A natureza peculiar da actual
crise leva-nos mais longe. Ajuda-nos a perceber que o investimento em serviços
públicos e a valorização dos quadros técnicos do Estado são uma riqueza que é
de todos - e não uma carga a suportar por alguns. Leva-nos a entender melhor as
implicações sociais e económicas das relações de trabalho precárias. Deixam
claro o custo das desigualdades, que aceleram a propagação de doenças, ao mesmo tempo que se
aprofundam com a pandemia.
A emergência do covid-19 leva-nos
ainda mais longe no questionamento de sociedades onde todas as relações sociais
são guiadas pela lógica da oferta e da procura, onde cada indivíduo decide
conforme o seu interesse próprio. De repente percebemos que a coesão social e a
noção de destino partilhado são fundamentais para combater o vírus. Se cada um
trabalhasse apenas de acordo com o que lhe pagam, se cada um seguisse apenas o
seu interesse próprio, enfim, se cada indivíduo se comportasse como os manuais
básicos de Economia descrevem (e que muitos prescrevem) as sociedades
colapsavam.
Nesse sentido, sim, a crise
actual legitima muitas das críticas ao regime económico e social em que vivemos
no último meio século. De resto, o mesmo sucedeu há pouco mais de uma década,
quando a crise financeira global pôs a nu a disfuncionalidade de um sistema
económico assente no predomínio da finança e na perpetuação das desigualdades
às várias escalas.
Também em 2008 houve quem tivesse
visto a crise como o início do fim do neoliberalismo. Também na altura se lia no Financial Times que a combinação de um
colapso financeiro com uma enorme recessão iria mudar o mundo. Mas o mundo não
mudou assim tanto. Não para melhor.
Os Estados foram chamados a
intervir em força, é certo. Os grandes bancos foram assim salvos da falência e
os seus lucros protegidos nos anos seguintes, em nome da estabilidade
financeira. A política monetária dos bancos centrais evitou a falência dos
Estados e estimulou as bolsas de valores. Mas nem por isso as populações foram
poupadas aos custos da austeridade. Nem por isso as desigualdades diminuíram
nem o poder financeiro e dos grandes monopólios mundiais foi posto em causa.

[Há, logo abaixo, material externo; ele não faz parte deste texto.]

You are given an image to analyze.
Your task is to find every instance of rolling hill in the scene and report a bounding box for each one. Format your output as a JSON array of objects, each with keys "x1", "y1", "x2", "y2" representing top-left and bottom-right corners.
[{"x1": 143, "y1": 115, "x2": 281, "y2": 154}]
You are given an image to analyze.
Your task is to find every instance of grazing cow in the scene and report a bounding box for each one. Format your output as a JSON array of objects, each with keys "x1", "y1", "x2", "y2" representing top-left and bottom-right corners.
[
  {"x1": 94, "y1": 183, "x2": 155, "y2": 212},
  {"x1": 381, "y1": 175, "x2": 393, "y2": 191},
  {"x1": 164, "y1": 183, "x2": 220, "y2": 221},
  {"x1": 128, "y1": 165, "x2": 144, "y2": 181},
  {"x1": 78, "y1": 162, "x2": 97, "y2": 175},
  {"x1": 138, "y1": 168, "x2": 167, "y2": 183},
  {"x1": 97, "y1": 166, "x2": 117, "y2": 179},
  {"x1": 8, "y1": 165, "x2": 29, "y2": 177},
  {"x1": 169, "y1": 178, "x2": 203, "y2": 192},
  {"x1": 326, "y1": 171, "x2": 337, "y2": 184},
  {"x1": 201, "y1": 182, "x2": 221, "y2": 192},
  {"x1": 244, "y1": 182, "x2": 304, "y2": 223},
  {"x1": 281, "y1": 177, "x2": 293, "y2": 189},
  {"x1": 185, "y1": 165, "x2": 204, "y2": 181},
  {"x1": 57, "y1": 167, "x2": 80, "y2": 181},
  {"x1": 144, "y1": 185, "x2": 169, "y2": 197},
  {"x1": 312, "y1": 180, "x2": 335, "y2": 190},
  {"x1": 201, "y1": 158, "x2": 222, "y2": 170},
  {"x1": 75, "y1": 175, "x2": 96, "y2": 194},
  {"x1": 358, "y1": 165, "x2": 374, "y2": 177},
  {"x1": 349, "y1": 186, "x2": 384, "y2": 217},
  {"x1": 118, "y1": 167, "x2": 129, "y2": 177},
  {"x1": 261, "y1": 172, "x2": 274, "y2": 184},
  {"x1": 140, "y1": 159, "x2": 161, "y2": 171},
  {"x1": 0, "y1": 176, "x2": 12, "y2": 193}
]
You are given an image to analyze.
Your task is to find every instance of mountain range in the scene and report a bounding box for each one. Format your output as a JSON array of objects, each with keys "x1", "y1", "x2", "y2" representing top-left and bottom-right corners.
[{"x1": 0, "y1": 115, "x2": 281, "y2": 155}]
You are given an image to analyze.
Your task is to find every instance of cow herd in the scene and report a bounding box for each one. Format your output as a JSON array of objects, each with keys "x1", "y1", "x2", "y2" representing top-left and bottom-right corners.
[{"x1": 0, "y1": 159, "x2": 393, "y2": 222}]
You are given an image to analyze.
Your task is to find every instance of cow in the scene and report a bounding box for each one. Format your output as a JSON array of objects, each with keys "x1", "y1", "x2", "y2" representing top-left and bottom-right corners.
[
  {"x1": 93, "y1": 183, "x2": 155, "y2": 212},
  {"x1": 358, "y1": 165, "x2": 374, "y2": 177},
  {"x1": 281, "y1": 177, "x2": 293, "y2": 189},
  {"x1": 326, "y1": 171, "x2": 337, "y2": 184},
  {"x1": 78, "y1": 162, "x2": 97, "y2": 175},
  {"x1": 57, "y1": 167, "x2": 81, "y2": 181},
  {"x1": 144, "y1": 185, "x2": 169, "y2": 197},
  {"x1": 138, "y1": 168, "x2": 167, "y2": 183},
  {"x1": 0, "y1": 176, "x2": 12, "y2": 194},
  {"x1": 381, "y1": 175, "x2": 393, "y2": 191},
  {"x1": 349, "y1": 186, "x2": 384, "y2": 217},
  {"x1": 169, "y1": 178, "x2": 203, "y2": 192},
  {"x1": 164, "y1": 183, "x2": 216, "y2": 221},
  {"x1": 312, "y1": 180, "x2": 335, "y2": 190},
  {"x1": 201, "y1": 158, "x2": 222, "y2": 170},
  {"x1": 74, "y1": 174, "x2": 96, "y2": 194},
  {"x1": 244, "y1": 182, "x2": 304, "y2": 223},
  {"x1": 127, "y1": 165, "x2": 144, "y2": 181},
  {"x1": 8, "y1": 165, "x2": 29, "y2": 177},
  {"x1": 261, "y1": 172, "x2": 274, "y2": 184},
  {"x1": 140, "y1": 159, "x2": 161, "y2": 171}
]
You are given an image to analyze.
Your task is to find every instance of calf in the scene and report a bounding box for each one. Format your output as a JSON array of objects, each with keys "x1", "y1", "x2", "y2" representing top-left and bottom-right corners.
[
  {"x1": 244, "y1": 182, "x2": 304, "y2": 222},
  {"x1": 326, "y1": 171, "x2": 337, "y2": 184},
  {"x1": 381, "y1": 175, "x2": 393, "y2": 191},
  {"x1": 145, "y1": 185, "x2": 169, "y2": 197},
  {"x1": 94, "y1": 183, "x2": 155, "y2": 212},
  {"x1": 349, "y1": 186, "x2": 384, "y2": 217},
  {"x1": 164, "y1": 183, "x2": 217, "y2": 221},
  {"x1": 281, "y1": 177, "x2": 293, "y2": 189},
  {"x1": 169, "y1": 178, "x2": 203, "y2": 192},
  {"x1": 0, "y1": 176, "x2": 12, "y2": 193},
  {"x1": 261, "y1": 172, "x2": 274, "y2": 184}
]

Entre as mudanças assinaláveis estão derivas autoritárias em vários países,
eliminando direitos em troco de promessas de segurança por cumprir.
Também agora a crise do covid-19
põe muitas pessoas a defender coisas inesperadas. Mas apesar do volume inaudito
de socialização dos riscos e do papel activo dos Estados no combate ao vírus,
há pouco de socialismo na situação actual. Uma parte da população trabalha a
partir de casa pagando agora do seu bolso vários dos custos de produção, em troca
de um salário igual ou menor do que tinham. Outra parte da população perdeu
todas as suas fontes de rendimento e tem dificuldade em responder às
necessidades do dia-a-dia. Outros ainda continuam a trabalhar, juntando aos
salários miseráveis que já recebiam os riscos acrescidos para a sua saúde e a
dos seus. Não há socialismo onde os direitos recuam. Não há socialismo numa
sociedade onde a participação democrática e a representação dos trabalhadores
estão suspensas.
Se depender de quem manda no
mundo, a probabilidade de a actual emergência de saúde pública dar origem a
sociedades mais justas e equilibradas é menor do que o risco de aprofundamento
das dinâmicas que vêm de trás: mais pressão sobre salários e direitos, mais
restrições à participação democrática, mais poder dos que já o têm.